We conclude Sanchez’s claim fails for several reasons. The response to the jury’s
inquiry was legally correct. There was an evident reasonable tactical basis for agreeing to
it. And it is not reasonably probable the jury would have reached a more favorable result
if the trial court had reiterated the prosecution’s election as to which acts applied to
which count in its response. We therefore affirm the judgment.
I
FACTS
This case involves a violent episode that led to Sanchez’s conviction by a jury on
two counts of assault by means of force likely to produce great bodily injury. (Pen. Code,
§ 245, subd. (a)(4); unlabeled statutory citations refer to this code.)
2
The victim was Sanchez’s biological mother, T.E., who had lost custody of
Sanchez many years earlier, when he was around five- to seven-years old. Sanchez and
T.E. had a limited relationship.
On June 5, 2022, Sanchez went to T.E.’s apartment on Valley Boulevard in
Bloomington. There, Sanchez began drinking alcohol and became heavily intoxicated and
threw up inside her apartment. T.E. said she felt Sanchez was disrespecting her home and
feared his conduct would disturb her neighbors and cause her to lose her housing.

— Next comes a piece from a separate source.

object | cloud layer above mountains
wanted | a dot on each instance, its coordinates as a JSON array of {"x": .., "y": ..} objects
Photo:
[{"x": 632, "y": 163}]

T.E. opened her front door and told Sanchez to leave. Sanchez threatened to attack
her and then ran forward and pushed T.E. through the door to the landing outside her
apartment. T.E. dropped to the ground to protect her body, and Sanchez began punching
and kicking her. After T.E. stood up, Sanchez threw or pushed her down the stairs, and
she rolled to the bottom.
T.E. testified that she kept a knife in the apartment to protect herself and was
holding it during the assault. She said she did not use the knife against Sanchez, but she
pointed it at him before he threw her down the stairs. She said she got up and went back
up the stairs to prevent Sanchez, who was still at the top, from going back into her home.

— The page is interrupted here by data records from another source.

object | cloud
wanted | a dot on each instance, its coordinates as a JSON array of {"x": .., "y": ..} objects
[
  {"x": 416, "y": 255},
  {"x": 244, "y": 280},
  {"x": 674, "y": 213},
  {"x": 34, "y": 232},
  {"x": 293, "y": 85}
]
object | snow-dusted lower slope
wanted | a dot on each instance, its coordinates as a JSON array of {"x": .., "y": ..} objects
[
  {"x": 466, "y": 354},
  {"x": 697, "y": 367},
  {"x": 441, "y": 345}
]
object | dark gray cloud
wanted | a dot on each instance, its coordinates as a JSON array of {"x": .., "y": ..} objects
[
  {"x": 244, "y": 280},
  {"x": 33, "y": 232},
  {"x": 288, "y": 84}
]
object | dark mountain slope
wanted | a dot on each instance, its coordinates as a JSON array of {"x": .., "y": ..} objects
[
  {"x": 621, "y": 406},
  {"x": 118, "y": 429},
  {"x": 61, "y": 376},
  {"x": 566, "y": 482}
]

She said she still had the knife in her hand at that point. Sanchez told her he would leave
if she gave him the knife, which she did, and he left.
T.E. called 911 and reported the assault. A San Bernardino deputy sheriff
responded to the call and found Sanchez face down on a sidewalk outside the apartment
building. The deputy said Sanchez was covered in vomit and appeared heavily
3
intoxicated. Sanchez had scrapes on his back and finger and a cut on his nose. The deputy
said Sanchez appeared to be disoriented, unable to answer questions, and in and out of
consciousness. The deputy found T.E. “severely injured with multiple bumps, bruises,
scratches all over her face and her body.” A hospital examination found she had bruising
and abrasions on her face, hands, and back.

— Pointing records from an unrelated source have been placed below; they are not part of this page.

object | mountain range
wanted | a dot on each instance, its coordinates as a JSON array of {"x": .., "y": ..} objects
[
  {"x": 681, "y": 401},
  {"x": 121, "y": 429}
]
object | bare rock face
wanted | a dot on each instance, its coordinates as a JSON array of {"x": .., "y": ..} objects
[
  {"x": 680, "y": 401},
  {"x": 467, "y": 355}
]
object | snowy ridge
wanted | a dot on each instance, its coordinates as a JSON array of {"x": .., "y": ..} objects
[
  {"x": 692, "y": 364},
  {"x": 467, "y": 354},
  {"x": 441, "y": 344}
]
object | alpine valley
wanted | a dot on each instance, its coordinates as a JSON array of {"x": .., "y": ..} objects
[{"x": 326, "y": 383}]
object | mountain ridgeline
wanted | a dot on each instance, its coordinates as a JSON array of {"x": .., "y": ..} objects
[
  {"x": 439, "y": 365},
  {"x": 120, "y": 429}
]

Sanchez testified and denied assaulting T.E. He said he went to her house because
he had been in a homeless shelter and had a job interview. He wanted a place to shower
and help buying some clothes. T.E. gave him money, and they went to a liquor store
where he bought a pint of cinnamon-flavored whiskey and clothes. He said drinking that
amount normally would put him to sleep, but instead it put him into a state he had never
experienced before. He said he passed out and woke with a cut on his finger and marks
on his face. He said he believed T.E. had laced his drink. Sanchez admitted he did not
have a good relationship with his mother but said he would never assault her.
In instructing the jury, the trial court used CALCRIM No. 875 for the assault in
count one and CALCRIM No. 875.1 for the assault in count two. As to the first count, the
court instructed the jury, “The defendant is charged in Count One with assault with force
likely to produce great bodily injury in violation of Penal Code section 245. [¶] To prove
that the defendant is guilty of this crime, the People must prove that: [¶] . . . The
defendant did an act that by its nature would directly and probably result in the
application of force to a person, and [¶] . . . The force used was likely to produce great
bodily injury; [¶] . . . The defendant did that act willfully; [¶] . . . When the defendant
4
acted, he was aware of facts that would lead a reasonable person to realize that his act by
its nature would directly and probably result in the application of force to someone; [¶]
AND [¶] . . . When the defendant acted, he had the present ability to apply force likely to
produce great bodily injury to a person.” The instruction for count two was identical but
added a fifth element—that “[t]he defendant did not act in self-defense.” The court also
instructed that simple assault is a lesser included offense for each count and reiterated
that the defense of self-defense applied only to count two. No instruction specified what
acts related to each count.
In closing arguments, the prosecution elected Sanchez’s punching and kicking
T.E. as the assault for count one and the act of throwing T.E. down the stairs as the
assault for count two. As to count one, the prosecutor said the evidence was that Sanchez
“began to beat her. He kicked her. He punched her. . . . [¶] Therefore, that’s the act. The
kicking, the punching, that by its very nature would directly and probably result in force.”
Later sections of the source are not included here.